Earth and Two moons
Artist's impression of a hypothetical collision between the moon and a companion moon Martin Jutzi/Erik Asphaug/Natu

Once upon a time, a second moon orbited the Earth, but after a slow-motion collision with its bigger sister, our planet was left with one, scientists say. Astronomers believe that this collision, which lasted several hours, can explain the moon's symmetry.

The second moon around Earth would have been about 750 miles wide and could have formed from the same collision between the planet and a Mars-sized object.

A new report regarding the two moons was published in the Aug. 3 issue of the journal Nature.

The slow-motion collision explains a lot about the striking difference between the mountainous far side of the moon and the smoother lunar surface of vast plains visible to Earth in the night sky, said Erik Asphaug, a planetary scientist at the University of California, Santa Cruz. He co-authored the study with Martin Jutzi of the University of Berne.

Rather than form a giant crater, Reuters reported, a low-velocity collision like the one theorized in the study would have piled material up into a thick, jagged layer of solid crust. In fact, the moon's crust is about 30 miles (50 kilometers) thicker on its near side.

There is also a richer source of potassium (K) on the near side, as well as rare-earth elements (REE) and phosphorus (P), which are collectively known as KREEP.

Asphaug says this suggests that that something compressed the KREEP layer to one side of the moon, well after the rest of the crust had solidified. And he believes an impact is the most likely explanation.

"By definition, a big collision occurs only on one side," Asphaug told Nature, "and unless it globally melts the planet, it creates an asymmetry."

Jutzi, speaking to the UK Guardian, said the impact produced a disc of debris around the Earth and from this disc we got the moon, but there is no reason for why only moon would be formed.

Asphaug and Jutzi created a computer model showing that the collision a collision with a sister moon about one-thirtieth the moon's mass, or around 1,000 kilometers in diameter, can explain the current moon's state.

It is proposed that tidal forces from Earth would have caused both moons to migrate outward. The balance of forces became unstable as the two moons moved further away from the Earth and the two moons collided slowly, preventing a big crater from forming in the Earth's moon.

"It's not a typical cratering event, where you fire a 'bullet' and excavate a crater much larger than the bullet," Asphaug says in Nature. "Here, you make a crater only about one-fifth the volume of the impactor, and the impactor just kind of splats into the cavity."

Nature said Apshaug's theory isn't the only attempt to explain the lunar dichotomy, as others have invoked tidal effects from Earth's gravity, or convective forces from cooling rocks in the Moon's mantle.
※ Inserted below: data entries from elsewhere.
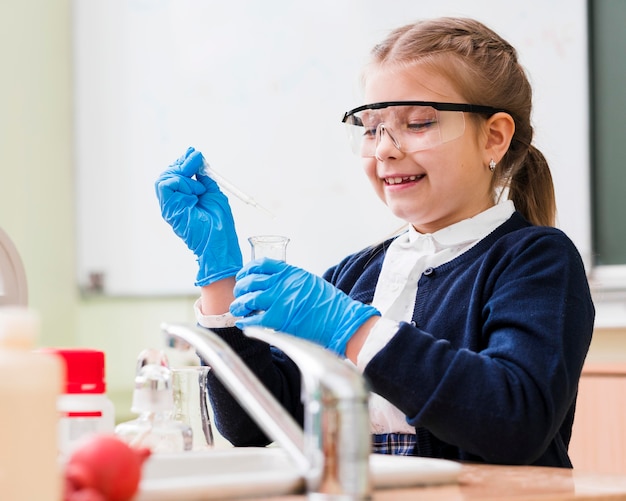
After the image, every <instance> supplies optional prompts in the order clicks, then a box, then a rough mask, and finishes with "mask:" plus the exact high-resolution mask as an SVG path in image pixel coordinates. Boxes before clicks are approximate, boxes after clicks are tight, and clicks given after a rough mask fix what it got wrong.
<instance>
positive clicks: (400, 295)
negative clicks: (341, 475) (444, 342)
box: [357, 200, 515, 433]
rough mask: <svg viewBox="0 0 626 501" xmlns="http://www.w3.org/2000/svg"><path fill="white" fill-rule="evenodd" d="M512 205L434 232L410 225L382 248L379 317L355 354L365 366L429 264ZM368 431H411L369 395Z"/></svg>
mask: <svg viewBox="0 0 626 501" xmlns="http://www.w3.org/2000/svg"><path fill="white" fill-rule="evenodd" d="M514 211H515V207H514V205H513V202H512V201H508V200H507V201H506V202H502V203H500V204H498V205H496V206H494V207H492V208H490V209H488V210H486V211H484V212H482V213H480V214H478V215H477V216H475V217H473V218H469V219H465V220H464V221H459V222H458V223H455V224H453V225H451V226H448V227H447V228H443V229H441V230H439V231H437V232H435V233H432V234H431V233H427V234H421V233H418V232H417V231H416V230H415V229H414V228H413V226H412V225H409V228H408V231H407V232H406V233H403V234H402V235H400V236H398V237H397V238H396V239H395V240H394V241H393V242H392V243H391V245H390V246H389V248H388V249H387V252H386V254H385V259H384V261H383V266H382V270H381V272H380V276H379V277H378V282H377V284H376V290H375V292H374V299H373V301H372V305H373V306H375V307H376V308H377V309H378V311H380V313H381V315H382V318H381V319H380V320H379V321H378V323H377V324H376V325H375V326H374V328H373V329H372V330H371V332H370V334H369V336H368V338H367V340H366V341H365V343H364V345H363V347H362V348H361V352H360V353H359V356H358V358H357V367H358V369H359V370H360V371H361V372H363V371H364V370H365V367H366V366H367V364H368V363H369V362H370V360H371V359H372V358H374V356H375V355H376V354H377V353H378V352H379V351H380V350H381V349H382V348H383V347H384V346H385V345H386V344H387V343H388V342H389V341H390V340H391V338H392V337H393V336H395V334H396V332H397V331H398V327H399V322H411V320H412V318H413V310H414V308H415V296H416V294H417V282H418V281H419V278H420V276H421V275H422V273H423V272H424V270H426V269H427V268H435V267H437V266H440V265H442V264H444V263H447V262H448V261H451V260H453V259H454V258H456V257H458V256H459V255H461V254H462V253H463V252H466V251H467V250H468V249H470V248H471V247H473V246H474V245H476V243H478V242H479V241H480V240H482V239H483V238H485V237H486V236H487V235H488V234H489V233H491V232H492V231H494V230H495V229H496V228H497V227H498V226H500V225H501V224H502V223H504V222H505V221H506V220H508V219H509V218H510V217H511V215H512V214H513V212H514ZM370 423H371V424H370V429H371V432H372V433H415V428H414V427H413V426H411V425H409V424H408V423H407V422H406V417H405V415H404V414H403V413H402V412H401V411H400V410H399V409H398V408H396V407H395V406H393V405H392V404H391V403H389V402H387V401H386V400H385V399H384V398H383V397H381V396H380V395H377V394H374V393H373V394H372V395H371V397H370Z"/></svg>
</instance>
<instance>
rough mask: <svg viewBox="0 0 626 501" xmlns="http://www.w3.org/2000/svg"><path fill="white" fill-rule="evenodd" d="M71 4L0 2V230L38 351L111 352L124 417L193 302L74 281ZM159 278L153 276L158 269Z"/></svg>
mask: <svg viewBox="0 0 626 501" xmlns="http://www.w3.org/2000/svg"><path fill="white" fill-rule="evenodd" d="M70 34H71V2H70V0H2V1H1V2H0V61H1V62H2V65H3V71H2V78H1V79H0V104H1V106H0V165H1V169H2V177H1V178H0V226H2V227H3V228H4V229H5V231H7V232H8V233H9V235H10V236H11V238H12V239H13V240H14V242H15V244H16V246H17V248H18V250H19V252H20V254H21V255H22V258H23V261H24V265H25V268H26V273H27V277H28V282H29V300H30V305H31V306H32V307H33V308H34V309H36V310H38V311H39V312H40V314H41V317H42V325H43V328H42V335H41V339H40V344H41V345H46V346H90V347H94V348H100V349H103V350H105V352H106V353H107V362H108V363H107V370H108V383H109V389H110V393H111V396H112V397H113V399H114V400H115V402H116V404H117V406H118V409H117V410H118V413H119V414H120V415H124V414H125V413H126V412H127V410H128V409H127V405H128V399H129V396H130V392H131V388H132V380H133V375H134V364H135V359H136V356H137V354H138V352H139V351H140V350H141V349H143V348H145V347H149V346H154V347H158V346H160V345H161V336H160V333H159V323H160V322H161V321H162V320H173V321H182V322H193V312H192V304H193V301H194V300H195V297H176V298H168V297H162V298H158V299H155V298H149V299H141V298H132V299H129V298H107V297H84V296H81V295H80V293H79V291H78V287H77V281H76V277H75V263H74V260H75V258H76V238H75V213H74V210H75V206H74V191H73V190H74V164H73V158H72V156H73V153H72V151H73V143H72V61H71V53H72V51H71V43H72V40H71V35H70ZM155 272H156V271H155ZM590 358H592V359H596V360H615V359H626V334H625V333H624V332H623V331H622V330H620V329H617V330H612V331H602V332H599V333H598V335H597V337H596V340H594V344H593V345H592V351H591V353H590Z"/></svg>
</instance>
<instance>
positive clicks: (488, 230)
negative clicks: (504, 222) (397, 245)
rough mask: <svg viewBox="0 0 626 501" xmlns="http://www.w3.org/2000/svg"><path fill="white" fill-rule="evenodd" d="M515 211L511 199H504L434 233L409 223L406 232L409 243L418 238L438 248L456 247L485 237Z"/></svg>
mask: <svg viewBox="0 0 626 501" xmlns="http://www.w3.org/2000/svg"><path fill="white" fill-rule="evenodd" d="M513 212H515V206H514V204H513V201H512V200H505V201H504V202H501V203H498V204H496V205H494V206H493V207H490V208H489V209H487V210H485V211H483V212H481V213H480V214H477V215H476V216H474V217H470V218H468V219H464V220H463V221H459V222H458V223H454V224H451V225H450V226H447V227H445V228H442V229H441V230H438V231H436V232H434V233H420V232H418V231H417V230H416V229H415V228H414V227H413V225H409V231H408V233H407V234H406V235H407V237H408V242H407V243H410V244H415V243H418V242H419V241H420V240H424V239H427V240H433V241H434V242H435V244H436V246H437V247H438V248H446V247H456V246H459V245H462V244H466V243H469V242H475V241H478V240H481V239H482V238H484V237H486V236H487V235H488V234H489V233H491V232H492V231H493V230H495V229H496V228H497V227H498V226H500V225H501V224H502V223H504V222H505V221H507V220H508V219H509V218H510V217H511V216H512V215H513Z"/></svg>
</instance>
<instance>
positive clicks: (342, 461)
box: [162, 324, 371, 500]
mask: <svg viewBox="0 0 626 501" xmlns="http://www.w3.org/2000/svg"><path fill="white" fill-rule="evenodd" d="M162 329H163V331H164V332H165V334H166V337H167V342H168V344H169V345H170V346H172V347H178V348H181V347H185V346H186V347H189V346H192V347H193V348H194V349H195V350H196V352H197V353H198V354H199V355H200V357H202V358H203V359H204V361H205V362H206V363H207V364H208V365H209V366H210V367H211V368H212V370H213V371H214V374H215V376H216V377H217V378H218V379H219V380H220V381H221V382H222V384H224V386H225V387H226V388H227V389H228V390H229V391H230V392H231V393H232V395H233V396H234V397H235V398H236V399H237V400H238V401H239V403H240V404H241V406H242V407H243V408H244V409H245V410H246V411H247V412H248V414H249V415H250V417H252V419H254V421H255V422H256V423H257V424H258V425H259V427H260V428H261V429H262V430H263V431H264V432H265V433H266V434H267V435H268V436H269V437H270V438H272V439H273V440H274V441H275V442H277V443H278V444H279V445H280V446H281V447H283V448H284V449H285V451H286V452H287V453H288V454H289V455H290V456H291V458H292V459H293V461H294V463H295V464H296V466H297V467H298V468H299V469H300V471H301V472H302V474H303V476H304V477H305V479H306V483H307V491H308V492H309V497H310V498H311V499H316V500H317V499H319V500H330V499H333V500H357V499H369V497H370V493H371V486H370V476H369V453H370V450H371V444H370V439H369V414H368V397H369V393H368V391H367V389H366V387H365V383H364V380H363V377H362V376H361V374H359V373H358V371H357V370H356V368H355V367H354V366H352V365H349V364H348V363H347V362H345V361H343V360H341V359H339V358H338V357H337V356H335V355H333V354H332V353H330V352H329V351H327V350H325V349H323V348H322V347H320V346H318V345H315V344H313V343H311V342H309V341H305V340H303V339H299V338H297V337H294V336H290V335H287V334H283V333H278V332H276V331H273V330H270V329H263V328H259V327H249V328H247V329H245V331H244V333H245V334H246V335H247V336H249V337H254V338H256V339H259V340H261V341H265V342H267V343H269V344H271V345H273V346H276V347H277V348H279V349H281V350H282V351H284V352H285V353H286V354H287V355H288V356H289V357H290V358H291V359H292V360H293V361H294V362H295V363H296V365H298V368H299V369H300V372H301V374H302V400H303V403H304V411H305V413H304V414H305V417H304V431H303V430H302V428H300V426H299V425H298V424H297V423H296V422H295V421H294V420H293V418H292V417H291V415H290V414H289V413H288V412H287V411H286V410H285V409H284V408H283V407H282V406H281V405H280V404H279V403H278V402H277V401H276V399H275V398H274V397H273V396H272V395H271V393H269V391H267V389H266V388H265V386H264V385H263V384H262V383H261V382H260V381H259V379H258V378H257V377H256V376H255V375H254V373H252V371H251V370H250V369H249V368H248V367H247V366H246V365H245V363H244V362H243V361H242V360H241V359H240V358H239V357H238V356H237V354H236V353H235V352H234V351H233V350H232V349H231V348H230V346H228V344H226V343H225V342H224V341H223V340H222V339H221V338H220V337H219V336H217V334H215V333H213V332H211V331H210V330H208V329H204V328H199V327H196V326H187V325H180V324H162Z"/></svg>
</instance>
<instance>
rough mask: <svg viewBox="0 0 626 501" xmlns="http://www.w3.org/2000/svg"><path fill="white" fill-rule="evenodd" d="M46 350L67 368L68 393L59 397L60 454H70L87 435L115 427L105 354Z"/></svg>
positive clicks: (59, 441) (58, 442)
mask: <svg viewBox="0 0 626 501" xmlns="http://www.w3.org/2000/svg"><path fill="white" fill-rule="evenodd" d="M42 351H44V352H46V353H50V354H55V355H58V356H59V357H60V358H61V360H62V361H63V363H64V365H65V368H66V378H65V388H64V393H63V394H62V395H60V396H59V398H58V400H57V410H58V412H59V425H58V437H57V441H58V447H59V454H60V456H61V457H68V456H69V455H70V453H71V452H72V451H73V450H74V449H75V448H76V446H77V445H78V444H80V442H81V440H83V439H84V438H86V437H89V436H91V435H95V434H98V433H113V430H114V429H115V407H114V405H113V402H111V400H109V398H108V397H107V396H106V378H105V355H104V352H103V351H99V350H93V349H84V348H68V349H61V348H45V349H44V350H42Z"/></svg>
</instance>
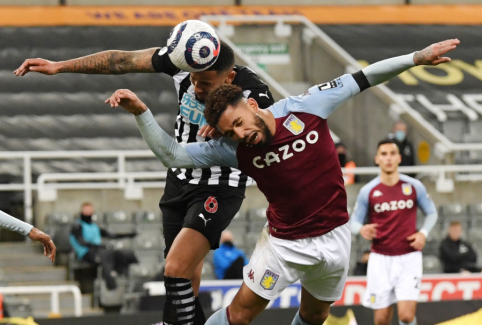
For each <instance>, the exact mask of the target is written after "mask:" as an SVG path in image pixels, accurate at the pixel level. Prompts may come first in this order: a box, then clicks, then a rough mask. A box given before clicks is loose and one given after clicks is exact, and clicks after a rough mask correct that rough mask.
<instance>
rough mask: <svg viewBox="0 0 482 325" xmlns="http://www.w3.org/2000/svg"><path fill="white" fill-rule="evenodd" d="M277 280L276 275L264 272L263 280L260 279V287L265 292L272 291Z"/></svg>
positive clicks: (270, 271)
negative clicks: (269, 290) (267, 290)
mask: <svg viewBox="0 0 482 325" xmlns="http://www.w3.org/2000/svg"><path fill="white" fill-rule="evenodd" d="M278 279H279V275H278V274H276V273H274V272H272V271H270V270H266V272H264V275H263V278H262V279H261V282H260V285H261V286H262V287H263V288H264V289H266V290H273V288H274V286H275V285H276V282H278Z"/></svg>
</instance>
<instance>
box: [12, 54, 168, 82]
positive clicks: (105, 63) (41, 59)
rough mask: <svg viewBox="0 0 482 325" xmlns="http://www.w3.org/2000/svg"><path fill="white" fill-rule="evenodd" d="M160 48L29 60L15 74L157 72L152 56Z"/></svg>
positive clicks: (95, 73)
mask: <svg viewBox="0 0 482 325" xmlns="http://www.w3.org/2000/svg"><path fill="white" fill-rule="evenodd" d="M157 49H158V48H150V49H146V50H140V51H116V50H111V51H104V52H99V53H95V54H91V55H87V56H83V57H80V58H77V59H72V60H67V61H59V62H55V61H49V60H44V59H27V60H25V61H24V62H23V63H22V65H21V66H20V67H19V68H18V69H16V70H15V71H14V72H13V73H14V74H15V75H16V76H20V77H21V76H24V75H26V74H27V73H28V72H38V73H42V74H46V75H54V74H57V73H65V72H74V73H86V74H124V73H130V72H155V70H154V67H153V65H152V56H153V55H154V52H156V50H157Z"/></svg>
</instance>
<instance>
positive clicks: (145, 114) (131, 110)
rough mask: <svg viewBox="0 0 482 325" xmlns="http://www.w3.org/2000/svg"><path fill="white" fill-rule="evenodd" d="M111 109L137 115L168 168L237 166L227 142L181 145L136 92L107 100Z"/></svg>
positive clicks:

"The fact that the nearside of the Moon looks so different to the far side has been a puzzle since the dawn of the space age, perhaps second only to the origin of the moon itself," Francis Nimmo, of the University of California, Santa Cruz, who proposed tidal forces as the cause. "One of the elegant aspects of [this] study is that it links these two puzzles together: perhaps the giant collision that formed the moon also spalled off some smaller bodies, one of which later fell back to the moon to cause the dichotomy that we see today."